QCRD: Quality-guided Contrastive Rationale Distillation for Large Language Models
Wei Wang, Zhaowei Li, Qi Xu, Yiqing Cai, Hang Song, Qi Qi, Ran Zhou,, Zhida Huang, Tao Wang, Li Xiao

TL;DR
This paper introduces QCRD, a novel distillation framework that leverages both positive and negative knowledge with contrastive learning and quality assessment to improve reasoning in smaller language models.
Contribution
It proposes a new contrastive rationale distillation method that incorporates negative knowledge and an online discriminator for quality assessment, enhancing reasoning capabilities.
Findings
Outperforms existing distillation methods on multiple reasoning tasks
Produces higher-quality rationales with improved reasoning accuracy
Effectively utilizes negative knowledge to refine model performance
Abstract
The deployment of large language models (LLMs) faces considerable challenges concerning resource constraints and inference efficiency.
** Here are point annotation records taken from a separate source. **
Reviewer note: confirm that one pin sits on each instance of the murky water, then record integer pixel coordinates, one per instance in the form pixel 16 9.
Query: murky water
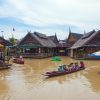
pixel 26 82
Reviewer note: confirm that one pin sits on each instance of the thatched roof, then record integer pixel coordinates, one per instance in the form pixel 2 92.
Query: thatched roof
pixel 5 42
pixel 85 39
pixel 42 39
pixel 77 36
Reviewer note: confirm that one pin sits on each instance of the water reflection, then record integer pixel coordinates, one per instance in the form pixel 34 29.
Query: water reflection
pixel 26 82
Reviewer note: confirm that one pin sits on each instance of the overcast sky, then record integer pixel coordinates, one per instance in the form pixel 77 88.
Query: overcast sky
pixel 48 16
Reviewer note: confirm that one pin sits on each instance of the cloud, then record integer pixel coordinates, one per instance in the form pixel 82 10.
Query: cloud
pixel 50 16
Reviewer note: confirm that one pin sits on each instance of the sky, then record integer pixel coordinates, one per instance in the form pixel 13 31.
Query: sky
pixel 48 17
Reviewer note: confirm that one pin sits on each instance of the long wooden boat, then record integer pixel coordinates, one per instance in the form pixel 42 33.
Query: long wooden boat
pixel 58 73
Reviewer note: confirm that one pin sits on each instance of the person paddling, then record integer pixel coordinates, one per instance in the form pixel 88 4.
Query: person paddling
pixel 82 64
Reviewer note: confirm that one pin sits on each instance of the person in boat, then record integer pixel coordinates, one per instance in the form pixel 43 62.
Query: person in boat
pixel 76 67
pixel 82 64
pixel 62 68
pixel 70 67
pixel 21 58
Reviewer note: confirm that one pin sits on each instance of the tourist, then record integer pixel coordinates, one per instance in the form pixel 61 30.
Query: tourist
pixel 76 66
pixel 70 67
pixel 82 64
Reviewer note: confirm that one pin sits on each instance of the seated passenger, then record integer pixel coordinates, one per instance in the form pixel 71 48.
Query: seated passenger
pixel 70 67
pixel 82 64
pixel 64 68
pixel 76 66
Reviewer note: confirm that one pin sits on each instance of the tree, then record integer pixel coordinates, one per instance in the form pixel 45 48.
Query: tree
pixel 13 40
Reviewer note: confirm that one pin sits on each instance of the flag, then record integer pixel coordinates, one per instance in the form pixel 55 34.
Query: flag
pixel 13 29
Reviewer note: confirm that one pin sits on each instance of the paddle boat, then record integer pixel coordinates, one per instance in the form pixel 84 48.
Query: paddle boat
pixel 19 60
pixel 63 72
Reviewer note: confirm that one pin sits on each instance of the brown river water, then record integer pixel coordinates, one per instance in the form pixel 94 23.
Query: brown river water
pixel 26 82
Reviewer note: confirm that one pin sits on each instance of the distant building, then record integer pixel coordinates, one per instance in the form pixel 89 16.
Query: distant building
pixel 5 42
pixel 71 40
pixel 36 45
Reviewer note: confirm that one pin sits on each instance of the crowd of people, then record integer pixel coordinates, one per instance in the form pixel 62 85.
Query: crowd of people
pixel 71 66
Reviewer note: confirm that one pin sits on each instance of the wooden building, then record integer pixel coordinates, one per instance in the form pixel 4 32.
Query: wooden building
pixel 5 42
pixel 61 46
pixel 36 45
pixel 87 44
pixel 72 38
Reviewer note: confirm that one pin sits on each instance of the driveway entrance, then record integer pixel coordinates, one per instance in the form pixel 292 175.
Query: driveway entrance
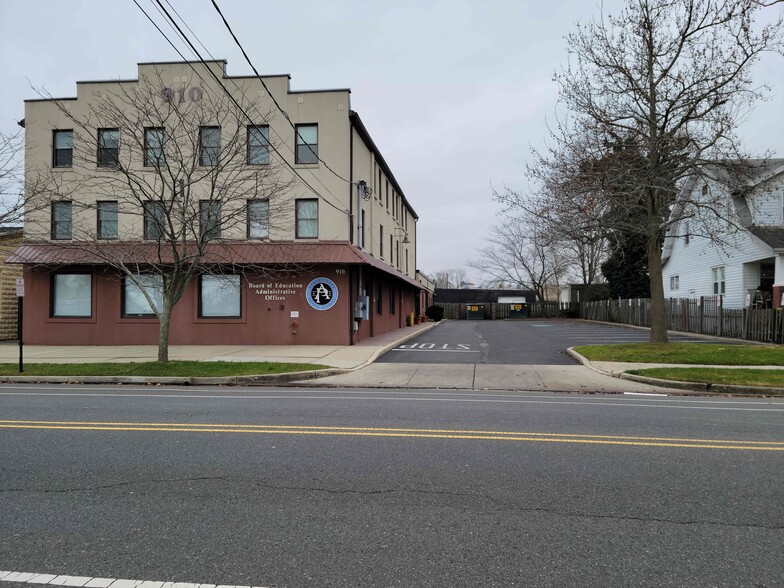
pixel 532 342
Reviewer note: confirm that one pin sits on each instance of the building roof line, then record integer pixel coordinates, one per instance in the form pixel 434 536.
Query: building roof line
pixel 357 123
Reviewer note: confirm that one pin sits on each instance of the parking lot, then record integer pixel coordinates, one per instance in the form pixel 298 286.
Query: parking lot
pixel 537 342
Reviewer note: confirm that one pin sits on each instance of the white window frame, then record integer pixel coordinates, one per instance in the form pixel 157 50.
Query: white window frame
pixel 718 275
pixel 258 219
pixel 226 300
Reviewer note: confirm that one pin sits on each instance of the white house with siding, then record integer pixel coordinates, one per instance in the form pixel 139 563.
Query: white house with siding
pixel 733 246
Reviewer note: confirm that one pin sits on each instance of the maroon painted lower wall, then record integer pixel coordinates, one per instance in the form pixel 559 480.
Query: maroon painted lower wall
pixel 269 309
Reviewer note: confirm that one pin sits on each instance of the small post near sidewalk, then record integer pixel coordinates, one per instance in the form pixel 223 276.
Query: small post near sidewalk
pixel 19 313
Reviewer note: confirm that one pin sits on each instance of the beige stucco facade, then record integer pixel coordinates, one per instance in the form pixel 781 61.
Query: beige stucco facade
pixel 208 149
pixel 345 150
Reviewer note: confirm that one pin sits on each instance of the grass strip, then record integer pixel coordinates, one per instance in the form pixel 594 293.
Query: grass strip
pixel 688 353
pixel 729 376
pixel 153 368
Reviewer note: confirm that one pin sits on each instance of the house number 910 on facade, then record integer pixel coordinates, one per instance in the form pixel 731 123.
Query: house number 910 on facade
pixel 193 94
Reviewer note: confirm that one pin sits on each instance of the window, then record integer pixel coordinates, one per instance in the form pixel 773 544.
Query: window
pixel 62 151
pixel 154 220
pixel 258 145
pixel 72 295
pixel 209 219
pixel 134 301
pixel 718 280
pixel 209 146
pixel 62 220
pixel 307 143
pixel 107 220
pixel 108 147
pixel 258 219
pixel 219 296
pixel 307 219
pixel 154 142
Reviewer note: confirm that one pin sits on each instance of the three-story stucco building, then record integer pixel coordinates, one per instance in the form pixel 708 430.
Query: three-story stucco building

Recent research has increasingly focused on smaller, task-specific models enhanced by distilling knowledge from LLMs. However, prior studies have often overlooked the diversity and quality of knowledge, especially the untapped potential of negative knowledge. Constructing effective negative knowledge remains severely understudied. In this paper, we introduce a novel framework called quality-guided contrastive rationale distillation aimed at enhancing reasoning capabilities through contrastive knowledge learning. For positive knowledge, we enrich its diversity through temperature sampling and employ self-consistency for further denoising and refinement. For negative knowledge, we propose an innovative self-adversarial approach that generates low-quality…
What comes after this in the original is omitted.